Virologist Joseph Fair, who works with Metabiota, says the researchers could not isolate the actual virus because it took so long for the nurse's sample to arrive at a lab that could probe for agents. "We do the best we can with what we have here," Fair says, speaking by phone from Isiro, Congo, where he's working on a new Ebola outbreak. "We're trying to build capacity to build cold chains in cases like this."
Fair points to several lines of evidence that the Bas-Congo virus is real. He notes that the research teams exhaustively searched for other pathogens. "We found nothing except this rhabdovirus," he emphasizes. Based on genomic copies of Bas-Congo virus, the nurse also had high levels of the bug. The researchers then made a lab tool known as a pseudovirus, which contained the surface protein from Bas-Congo inside of a vesicular stomatitis virus, to run a confirmatory antibody test. Specifically, they showed that antibodies taken from the nurse in January 2012, as well as from an asymptomatic nurse who cared for him, prevented the pseudovirus from infecting cells in a culture dish. Fair and his co-authors also note that another hemorrhagic fever virus, Lujo, was first found in 2009 using similar genetic techniques to those they relied on.
But Fair acknowledges the importance of isolating the virus itself. "Since we weren't able to get an isolate, that limits what we can know about how it kills people and the effect it has on the immune system," Fair says. "Along with our Congolese colleagues, our next step will be to mount an expedition to find this virus."
Ping... (Thanks, neverdem!)
Thanks for posting this. Articles such as this are the reason I come to FR for my news.
Have you read anything on the protozoan parasite Babesia divergens, commonly known as “redwater fever” making its way into the USA? It’s primarily a bovine problem, but is finding its way into the USA blood supply.
Symptoms are commonly mistaken for malaria.
So the World health organization is excited at the prospect of all these pandemics for future use.
I don’t really care about a rare virus from the Congo that kills so quickly that it self limits and doesn’t much spread. I do care about the whitewash going on with the Yosemite Hauntavirus, that also causes hemorrhagic fever, bacause that’s right here.
Andromeda Strain, baby!
[ing
Hantavirus is pretty well associated only with rodent waste, so is not a serious threat outside of areas with a lot of rodents. Probably the worst outbreak was during the Korean War.

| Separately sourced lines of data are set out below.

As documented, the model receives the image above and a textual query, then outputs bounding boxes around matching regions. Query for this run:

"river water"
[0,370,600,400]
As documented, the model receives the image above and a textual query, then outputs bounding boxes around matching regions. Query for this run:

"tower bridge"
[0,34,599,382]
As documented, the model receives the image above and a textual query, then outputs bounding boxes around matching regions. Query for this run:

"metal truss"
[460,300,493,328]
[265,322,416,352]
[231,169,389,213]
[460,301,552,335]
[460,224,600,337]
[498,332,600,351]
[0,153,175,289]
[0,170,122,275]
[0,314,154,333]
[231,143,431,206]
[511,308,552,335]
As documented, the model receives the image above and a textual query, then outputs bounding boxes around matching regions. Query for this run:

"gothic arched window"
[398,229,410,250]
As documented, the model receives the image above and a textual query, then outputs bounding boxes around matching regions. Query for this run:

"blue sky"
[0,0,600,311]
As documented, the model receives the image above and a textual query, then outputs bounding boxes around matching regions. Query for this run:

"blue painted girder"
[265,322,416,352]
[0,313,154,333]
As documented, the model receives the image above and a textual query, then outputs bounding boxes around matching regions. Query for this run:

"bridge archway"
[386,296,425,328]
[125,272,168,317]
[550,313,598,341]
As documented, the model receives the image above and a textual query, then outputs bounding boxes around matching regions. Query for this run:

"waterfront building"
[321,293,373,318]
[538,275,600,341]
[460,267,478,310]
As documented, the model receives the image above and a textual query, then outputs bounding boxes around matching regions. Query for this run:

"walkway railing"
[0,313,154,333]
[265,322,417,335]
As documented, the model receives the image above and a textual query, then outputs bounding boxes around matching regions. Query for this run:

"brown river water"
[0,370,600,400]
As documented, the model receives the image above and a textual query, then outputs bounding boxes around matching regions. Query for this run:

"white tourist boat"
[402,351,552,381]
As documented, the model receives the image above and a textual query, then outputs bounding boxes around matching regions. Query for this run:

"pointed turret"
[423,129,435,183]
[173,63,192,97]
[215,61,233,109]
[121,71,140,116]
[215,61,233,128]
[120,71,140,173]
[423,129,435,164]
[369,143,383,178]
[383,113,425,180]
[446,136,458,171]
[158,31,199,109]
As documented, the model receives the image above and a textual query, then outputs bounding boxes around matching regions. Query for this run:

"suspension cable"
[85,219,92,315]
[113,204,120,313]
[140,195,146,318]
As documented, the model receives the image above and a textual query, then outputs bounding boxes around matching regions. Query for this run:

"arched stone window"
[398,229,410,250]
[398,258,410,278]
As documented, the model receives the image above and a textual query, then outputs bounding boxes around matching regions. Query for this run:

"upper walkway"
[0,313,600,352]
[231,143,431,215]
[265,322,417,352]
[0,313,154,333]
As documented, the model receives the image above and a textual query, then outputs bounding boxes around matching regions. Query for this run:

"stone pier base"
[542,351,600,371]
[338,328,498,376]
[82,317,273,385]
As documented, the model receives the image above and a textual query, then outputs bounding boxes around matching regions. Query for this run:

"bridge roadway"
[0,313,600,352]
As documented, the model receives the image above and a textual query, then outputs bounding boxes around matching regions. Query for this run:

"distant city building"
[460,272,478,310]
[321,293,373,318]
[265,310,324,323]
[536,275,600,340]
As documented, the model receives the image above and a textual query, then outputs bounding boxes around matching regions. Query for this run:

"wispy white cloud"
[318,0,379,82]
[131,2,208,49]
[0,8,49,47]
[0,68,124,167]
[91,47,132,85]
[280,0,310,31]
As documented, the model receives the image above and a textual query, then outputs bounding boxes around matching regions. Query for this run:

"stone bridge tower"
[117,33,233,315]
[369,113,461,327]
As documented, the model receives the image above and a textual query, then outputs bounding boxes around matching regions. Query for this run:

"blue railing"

http://ndt.oxfordjournals.org/content/14/8/1843.full
My guess is that due to weather conditions, there had been a population explosion of mice in the area.
The trouble with hemorrhagic fevers is that they are often both viral and indeterminate as to which virus is responsible. While rodent vectors are suspect, it could also be a pulmonary form which can spread very rapidly.
Babesia divergens didn't show up in Google News nor Yahoo News. But it makes me wonder about tickborne illness and claims of chronic Lyme disease. Have all other tickborne pathogens been ruled out? Or do more sophisticated genomic methods like this hemorrhagic fever story need to be employed?